3.Tranparasi (Transparency)
Akibat tidak adanya prinsip transparansi ini bangsa indonesia terjebak dalam kubangan korupsi yang sangat parah. Salah satu yang dapat menimbulkan dan memberi ruang gerak kegiatan korupsi adalah manajemen pemerintahan yang tidak baik. Dalam pengelolaan negara, Goffer berpendapat bahwa terdapat delapan unsur yang harus dilakukan secara transparasi, yaitu :
a.Penetapan posisi dan jabatan.
b.Kekayaan pejabat publik.
c.Pemberian penghargaan.
d.Penetapan kebijakan yang terkait dengan pencerahan kehidupan.
e.Kesehatan.
f.Moralitas para pejabat dan aparatur pelayanan publik.
g.Keamanan dan ketertiban.
j.Kebijakan strategis untuk pencerahan kehidupan masyarakat.
4.Responsif (Responsiveness)
Prinsip responsif adalah bahwa pemerintah harus tanggap terhadap persoalan-persoalan masyarakat secara umum. Pemerintah harus memenuhi kebutuhan masyarakatnya, bukan menunggu masyarakat menyampaikan aspirasinya, tetapi pemerintah harus proaktif dalam mempelajari dan mengalisa kebutuhan-kebutuhan masyarakat. Jadi setiap unsur pemerintah harus memiliki dua etika yaitu etika individual yang menuntut pemerintah agar memiliki kriteria kapabilitas dan loyalitas profesional. Dan etika sosial yang menuntut pemerintah memiliki sensitifitas terhadap berbagai kebutuhan pubik. Orientasi kesepakatan atau Konsensus (Consensus Orientation).
5.Keadilan dan Kesetaraan (Equity)
Prinsip kesetaraan dan keadilan adalah kesamaan dalam perlakuan dan pelayanan publik.
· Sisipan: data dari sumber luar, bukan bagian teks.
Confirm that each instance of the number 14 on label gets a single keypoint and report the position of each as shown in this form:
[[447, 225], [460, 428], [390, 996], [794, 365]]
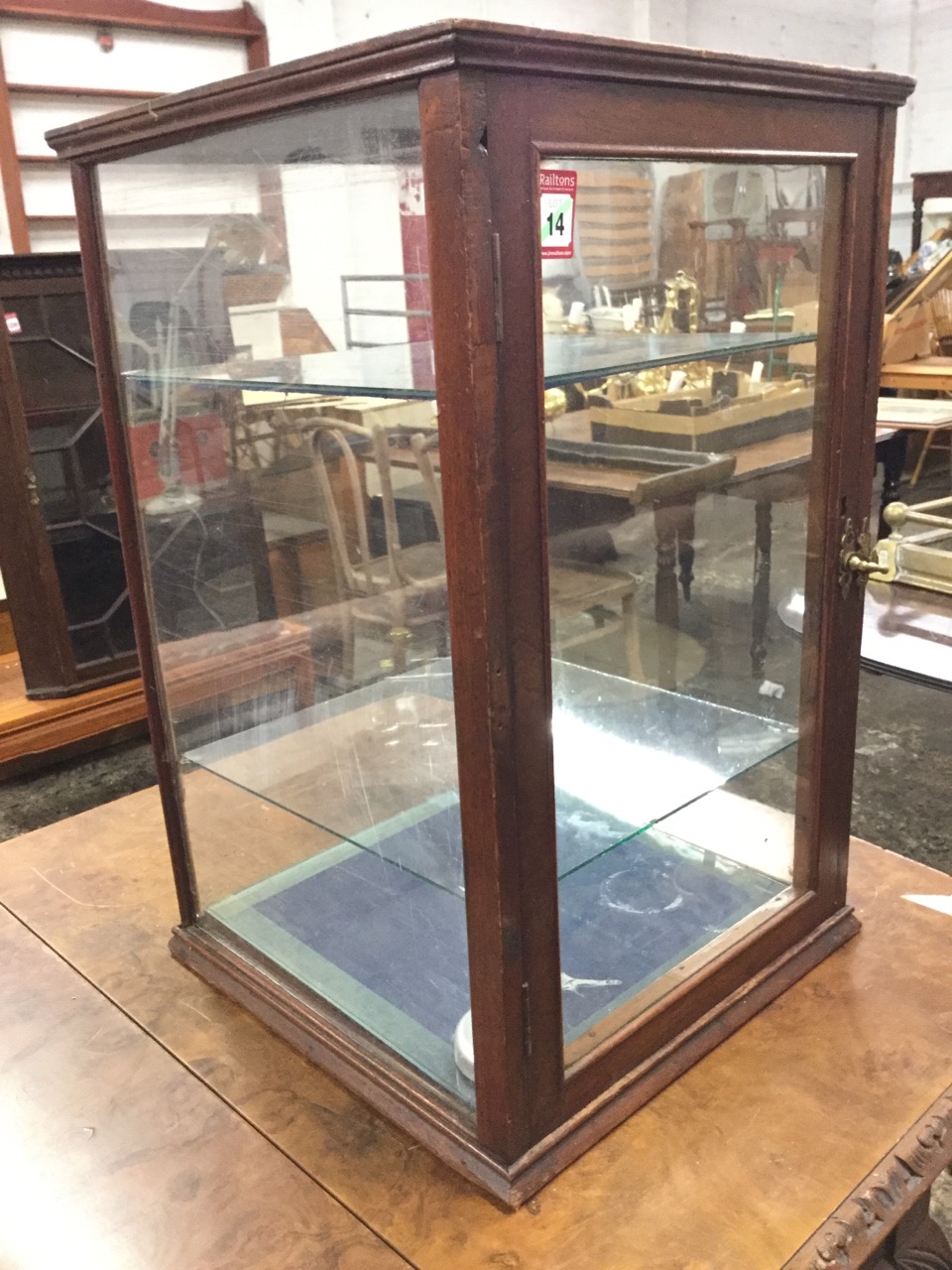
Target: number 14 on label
[[557, 212]]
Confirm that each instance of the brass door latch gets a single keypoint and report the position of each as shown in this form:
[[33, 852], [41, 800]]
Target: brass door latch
[[858, 558]]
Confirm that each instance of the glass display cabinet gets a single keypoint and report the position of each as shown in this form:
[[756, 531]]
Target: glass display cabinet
[[530, 358], [61, 557]]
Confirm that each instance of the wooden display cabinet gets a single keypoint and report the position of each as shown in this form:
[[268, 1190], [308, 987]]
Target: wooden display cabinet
[[61, 558], [518, 866]]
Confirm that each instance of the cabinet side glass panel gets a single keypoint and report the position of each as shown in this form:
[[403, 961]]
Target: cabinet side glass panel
[[676, 522], [294, 544]]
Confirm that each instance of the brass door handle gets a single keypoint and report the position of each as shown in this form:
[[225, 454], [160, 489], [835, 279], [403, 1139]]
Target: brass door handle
[[858, 558], [857, 564]]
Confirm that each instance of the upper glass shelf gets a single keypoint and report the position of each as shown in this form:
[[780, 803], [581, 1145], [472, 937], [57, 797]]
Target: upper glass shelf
[[408, 370], [377, 766]]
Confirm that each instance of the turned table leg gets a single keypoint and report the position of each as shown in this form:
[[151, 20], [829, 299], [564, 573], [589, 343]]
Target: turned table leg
[[761, 602]]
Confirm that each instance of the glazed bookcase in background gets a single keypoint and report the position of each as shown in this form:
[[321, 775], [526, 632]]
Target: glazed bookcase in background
[[488, 820]]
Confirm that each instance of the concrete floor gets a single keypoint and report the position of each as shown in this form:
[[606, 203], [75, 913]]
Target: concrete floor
[[902, 770], [904, 742]]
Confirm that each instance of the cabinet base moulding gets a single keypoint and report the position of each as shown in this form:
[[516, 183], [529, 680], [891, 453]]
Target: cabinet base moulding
[[391, 1087]]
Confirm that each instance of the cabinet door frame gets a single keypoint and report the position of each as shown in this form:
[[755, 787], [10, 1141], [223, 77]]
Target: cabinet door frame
[[526, 1097]]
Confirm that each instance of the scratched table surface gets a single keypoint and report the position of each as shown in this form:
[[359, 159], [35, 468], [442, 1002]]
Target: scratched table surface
[[163, 1127]]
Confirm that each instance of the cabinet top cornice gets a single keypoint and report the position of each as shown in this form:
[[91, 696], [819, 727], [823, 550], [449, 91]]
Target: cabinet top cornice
[[407, 56]]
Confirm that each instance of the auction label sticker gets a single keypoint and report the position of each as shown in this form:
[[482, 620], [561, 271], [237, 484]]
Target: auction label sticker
[[557, 212]]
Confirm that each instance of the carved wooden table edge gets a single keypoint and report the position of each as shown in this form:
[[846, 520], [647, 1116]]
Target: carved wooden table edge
[[858, 1227]]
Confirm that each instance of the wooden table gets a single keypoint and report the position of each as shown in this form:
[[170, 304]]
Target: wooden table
[[925, 373], [906, 631], [150, 1123], [914, 414]]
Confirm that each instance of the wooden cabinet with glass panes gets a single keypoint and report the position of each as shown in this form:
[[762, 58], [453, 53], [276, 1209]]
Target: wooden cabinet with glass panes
[[527, 799]]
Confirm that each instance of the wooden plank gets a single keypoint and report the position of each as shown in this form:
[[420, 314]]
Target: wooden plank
[[240, 23], [107, 94], [114, 1155], [791, 1111], [36, 726]]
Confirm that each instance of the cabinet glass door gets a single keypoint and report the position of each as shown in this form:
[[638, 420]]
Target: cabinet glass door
[[679, 307]]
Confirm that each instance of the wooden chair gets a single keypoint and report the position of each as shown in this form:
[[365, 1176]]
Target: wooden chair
[[403, 592]]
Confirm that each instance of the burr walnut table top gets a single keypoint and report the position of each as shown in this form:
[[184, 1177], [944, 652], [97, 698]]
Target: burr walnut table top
[[800, 1141]]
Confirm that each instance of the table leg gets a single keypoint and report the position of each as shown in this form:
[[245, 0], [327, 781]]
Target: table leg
[[923, 452], [892, 456], [666, 608], [761, 599], [685, 547]]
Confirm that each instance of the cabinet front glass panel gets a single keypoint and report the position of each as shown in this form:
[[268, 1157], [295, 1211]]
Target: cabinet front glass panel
[[56, 375], [271, 302], [678, 479]]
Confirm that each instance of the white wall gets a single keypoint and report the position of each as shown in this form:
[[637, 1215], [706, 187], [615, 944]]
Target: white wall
[[54, 54], [911, 37]]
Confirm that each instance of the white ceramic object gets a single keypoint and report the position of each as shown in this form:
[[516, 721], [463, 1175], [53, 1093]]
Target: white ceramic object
[[462, 1046]]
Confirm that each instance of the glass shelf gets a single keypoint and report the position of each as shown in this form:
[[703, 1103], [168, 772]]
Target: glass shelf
[[377, 767], [408, 370]]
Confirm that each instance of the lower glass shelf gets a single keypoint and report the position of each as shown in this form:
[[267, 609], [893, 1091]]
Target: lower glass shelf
[[379, 766], [376, 924], [350, 925]]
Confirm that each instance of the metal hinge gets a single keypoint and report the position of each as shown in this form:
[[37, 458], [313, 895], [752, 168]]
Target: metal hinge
[[857, 557], [498, 286], [526, 1023]]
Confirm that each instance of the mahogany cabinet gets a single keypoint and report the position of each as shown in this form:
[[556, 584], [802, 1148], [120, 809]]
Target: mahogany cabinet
[[535, 838], [61, 558]]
Pemerintah harus bersikap dan berprilaku adil dalam memberikan pelayanan terhadap publik tanpa mengenal perbedaan kedudukan, keyakinan, suku, dan kelas sosial.
6.Efektivitas (Effectifeness) dan Efisiensi (Efficiency)
Yaitu pemerintah harus berdaya guna dan berhasil guna. Kriteria efektivitas biasanya diukur dengan parameter produk yang dapat menjangkau sebesar-besarnya kepentingan masyarakat dari berbagai kelopok dan lapisan sosial. Sedangkan asas efisiensi umumnya diukur dengan rasionalitas biaya pembangunan untuk memenuhi kebutuhan masyarakat. Semakin kecil biaya yang dipakai untuk mencapai tujuan dan sasaran maka pemerintah dalam kategori efisien.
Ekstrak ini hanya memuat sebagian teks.